Is it better to set batch size as a integer power of 2 for torch.utils.data.DataLoader

Hi, guys,
I have heard that it would be better to set batch size as a integer power of 2 for torch.utils.data.DataLoader, and I want to assure whether that is true.

Any answer or idea will be appreciated!

Powers of two might be more “friendly” regarding the input shape to specific kernels and could perform better than other shapes (internally padding could be used, if it could yield an overall speedup).
However, it depends on your actual model, input shapes, etc. so you could profile different shapes and check for performance cliffs.

Hi,
specifically, for resnet, is the “kernel” mentioned denote the kernel_size in torch.nn.Conv2d?

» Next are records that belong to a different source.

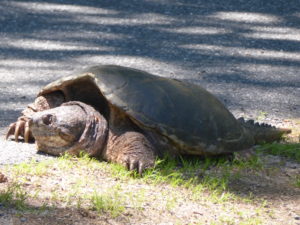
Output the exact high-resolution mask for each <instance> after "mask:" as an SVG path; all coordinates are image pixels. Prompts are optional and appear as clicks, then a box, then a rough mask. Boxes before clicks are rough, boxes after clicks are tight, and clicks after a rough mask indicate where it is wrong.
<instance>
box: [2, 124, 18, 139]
mask: <svg viewBox="0 0 300 225" xmlns="http://www.w3.org/2000/svg"><path fill="white" fill-rule="evenodd" d="M15 128H16V123H12V124H10V125H9V128H8V131H7V133H6V136H5V139H6V140H7V139H8V137H9V136H10V135H13V134H14V133H15Z"/></svg>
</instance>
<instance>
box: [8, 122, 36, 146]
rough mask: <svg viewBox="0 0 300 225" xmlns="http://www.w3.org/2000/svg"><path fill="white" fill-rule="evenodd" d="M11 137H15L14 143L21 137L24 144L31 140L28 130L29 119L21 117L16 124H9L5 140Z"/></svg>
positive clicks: (28, 131) (28, 127) (30, 133)
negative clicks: (13, 136) (9, 124)
mask: <svg viewBox="0 0 300 225" xmlns="http://www.w3.org/2000/svg"><path fill="white" fill-rule="evenodd" d="M11 135H14V136H15V141H16V142H19V137H20V136H21V137H23V138H24V142H25V143H28V142H29V141H30V140H31V139H32V135H31V132H30V128H29V119H28V118H27V117H24V116H22V117H20V118H19V119H18V120H17V122H15V123H12V124H10V125H9V128H8V131H7V133H6V137H5V139H6V140H7V139H8V138H9V136H11Z"/></svg>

Powers of two could be preferred in all dimensions, so number of channels, spatial size etc.
However, as described before, internally padding could be used, so that you wouldn’t hit a performance cliff and should thus profile your workloads.

1 Like

Get it.
It means internally padding is a internal mechanism of PyTorch, so that commonly, it is not that requisite for us to consider setting a 2-power batch size, am I right?

It can be used by cudnn and I don’t think that native PyTorch kernels use it (at least I haven’t seen it, but might be wrong).

OK, thanks sincerely for your answer!